Mais même en ayant recueilli une large majorité des suffrages, le dossier français fut sélectionné sous réserve de la fourniture de la garantie de l’État, autrement considérée comme la garantie de livraison des Jeux.

Or, en raison de la convocation d’élections législatives anticipées quelques semaines auparavant et de l’absence d’un Premier Ministre en fonction – Gabriel Attal étant alors Chef du gouvernement démissionnaire – cette nécessaire garantie n’a pu être délivrée à l’institution olympique dans les temps. Aussi, au moment de l’attribution des JO 2030, le CIO avait pris soin de préciser un calendrier strict au sein duquel devait venir s’insérer la fourniture de la garantie signée par le futur Premier Ministre.

Aujourd’hui, l’institution de Lausanne (Suisse) reste dans l’attente de la fourniture du précieux document.

Ce document – à transmettre d’ici le 1er octobre 2024 – officialisera sur le papier l’engagement de l’État à accompagner le développement et la mise en orbite du projet olympique et paralympique des Alpes françaises pour 2030, sachant que le Parlement français devra par la suite approuver cet engagement d’ici le 1er mars 2025.

Comme l’avait évoqué le Président du CIO, Thomas Bach, en marge de la décision portant sur l’attribution des Jeux :

Nous sommes témoins de l’engagement plein et entier du Président de la République et des Présidents des deux Régions.

Nous sommes maintenant dans une situation où, d’un côté, nous avons pleinement confiance en nos amis français, et d’un autre côté, nous avons la responsabilité d’assurer la livraison des Jeux Olympiques d’hiver dans l’intérêt des athlètes et de toutes les parties prenantes.

Après des discussions prudentes avec les autorités françaises, la Commission Exécutive du CIO est arrivée à la conclusion que la meilleure solution pour cette situation extraordinaire est une élection sous conditions.

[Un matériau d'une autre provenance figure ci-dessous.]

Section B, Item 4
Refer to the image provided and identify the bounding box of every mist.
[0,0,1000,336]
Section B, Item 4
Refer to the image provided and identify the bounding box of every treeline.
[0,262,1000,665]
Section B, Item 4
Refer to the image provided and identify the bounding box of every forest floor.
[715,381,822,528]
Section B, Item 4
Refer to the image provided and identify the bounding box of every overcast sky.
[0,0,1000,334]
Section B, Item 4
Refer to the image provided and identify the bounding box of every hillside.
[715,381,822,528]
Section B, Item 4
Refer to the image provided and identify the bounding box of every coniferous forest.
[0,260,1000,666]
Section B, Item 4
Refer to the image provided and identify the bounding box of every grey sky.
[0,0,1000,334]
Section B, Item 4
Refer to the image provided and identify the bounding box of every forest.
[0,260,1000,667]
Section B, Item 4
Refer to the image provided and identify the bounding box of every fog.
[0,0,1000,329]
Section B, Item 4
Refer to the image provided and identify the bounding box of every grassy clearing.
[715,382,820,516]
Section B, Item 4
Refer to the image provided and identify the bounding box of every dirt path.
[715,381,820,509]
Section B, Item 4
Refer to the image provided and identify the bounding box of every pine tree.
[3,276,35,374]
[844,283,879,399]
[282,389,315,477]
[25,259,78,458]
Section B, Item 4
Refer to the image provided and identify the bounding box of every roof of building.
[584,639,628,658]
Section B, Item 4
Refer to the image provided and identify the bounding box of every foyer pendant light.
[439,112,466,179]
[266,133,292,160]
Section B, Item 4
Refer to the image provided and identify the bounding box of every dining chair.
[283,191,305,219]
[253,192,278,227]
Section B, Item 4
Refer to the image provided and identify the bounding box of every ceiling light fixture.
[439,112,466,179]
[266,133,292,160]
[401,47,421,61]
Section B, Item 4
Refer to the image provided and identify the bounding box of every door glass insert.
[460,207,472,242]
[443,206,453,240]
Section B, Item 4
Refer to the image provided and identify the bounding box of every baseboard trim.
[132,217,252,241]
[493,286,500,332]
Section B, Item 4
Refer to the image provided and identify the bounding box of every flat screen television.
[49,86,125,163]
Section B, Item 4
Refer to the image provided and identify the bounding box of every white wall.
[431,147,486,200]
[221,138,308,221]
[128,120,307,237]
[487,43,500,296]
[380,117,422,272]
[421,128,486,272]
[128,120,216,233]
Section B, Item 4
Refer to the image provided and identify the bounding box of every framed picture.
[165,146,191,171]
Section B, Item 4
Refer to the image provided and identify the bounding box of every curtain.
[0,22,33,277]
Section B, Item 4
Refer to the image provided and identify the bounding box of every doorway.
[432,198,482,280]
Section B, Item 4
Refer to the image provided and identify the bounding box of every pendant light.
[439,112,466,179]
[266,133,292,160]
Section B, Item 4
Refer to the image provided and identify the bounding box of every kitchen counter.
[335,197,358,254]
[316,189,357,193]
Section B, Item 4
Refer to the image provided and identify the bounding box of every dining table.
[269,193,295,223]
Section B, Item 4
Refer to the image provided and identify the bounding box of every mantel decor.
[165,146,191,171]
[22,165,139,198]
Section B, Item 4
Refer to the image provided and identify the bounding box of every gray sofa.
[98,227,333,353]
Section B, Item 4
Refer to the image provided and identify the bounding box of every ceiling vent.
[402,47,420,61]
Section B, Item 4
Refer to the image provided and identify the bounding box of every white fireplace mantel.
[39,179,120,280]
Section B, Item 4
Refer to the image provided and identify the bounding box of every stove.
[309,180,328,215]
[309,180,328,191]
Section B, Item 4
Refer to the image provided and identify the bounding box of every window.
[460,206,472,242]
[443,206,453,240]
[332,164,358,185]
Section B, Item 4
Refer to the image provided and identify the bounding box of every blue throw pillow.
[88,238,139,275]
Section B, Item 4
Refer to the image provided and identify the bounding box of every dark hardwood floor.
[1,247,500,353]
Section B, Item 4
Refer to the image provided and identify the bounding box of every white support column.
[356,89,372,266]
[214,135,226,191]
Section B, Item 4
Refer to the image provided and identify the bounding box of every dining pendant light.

Thomas Bach, Président du Comité International Olympique, brandissant la pancarte Alpes françaises 2030 désignées comme Hôte des Jeux d’hiver de 2030 par la 142e Session du CIO, mercredi 24 juillet 2024 à Paris (Crédits – IOC / Greg Martin)

Nommé par Emmanuel Macron pour diriger le gouvernement, plus tôt ce mois-ci, Michel Barnier est un connaisseur des rouages de la machine olympique.

Co-président aux côtés de Jean-Claude Killy du Comité d’Organisation des Jeux d’Albertville 1992, celui qui fut par la suite un influent dirigeant européen est convaincu par l’ambition tricolore pour 2030.

A la mi-septembre, il avait d’ailleurs annoncé une réunion prochaine avec les porteurs du projet, tandis qu’une rencontre avec son ancien acolyte s’est tenue ces jours-ci sans que la teneur des discussions n’ait été dévoilée.

Ainsi que l’a révélé « Ski Chrono », magazine de ski édité par « Le Dauphiné Libéré », Jean-Claude Killy a été le premier visiteur non-politique du nouvel hôte de l’Hôtel de Matignon.

Nul doute que la question des JO 2030 fut à l’ordre du jour de cet entretien au sommet, surtout en considérant l’attachement des deux hommes à la problématique de la montagne et des Jeux, et en tenant compte de surcroît du calendrier serré tel que rappelé précédemment.

Le cas de Val d’Isère a certainement aussi dû être au cœur des discussions, la célèbre station n’ayant à date pas été intégrée formellement au dispositif des JO 2030, à l’inverse de ses voisines, Courchevel et Méribel qui se répartissent l’orchestration des épreuves de ski alpin pour le volet masculin et féminin.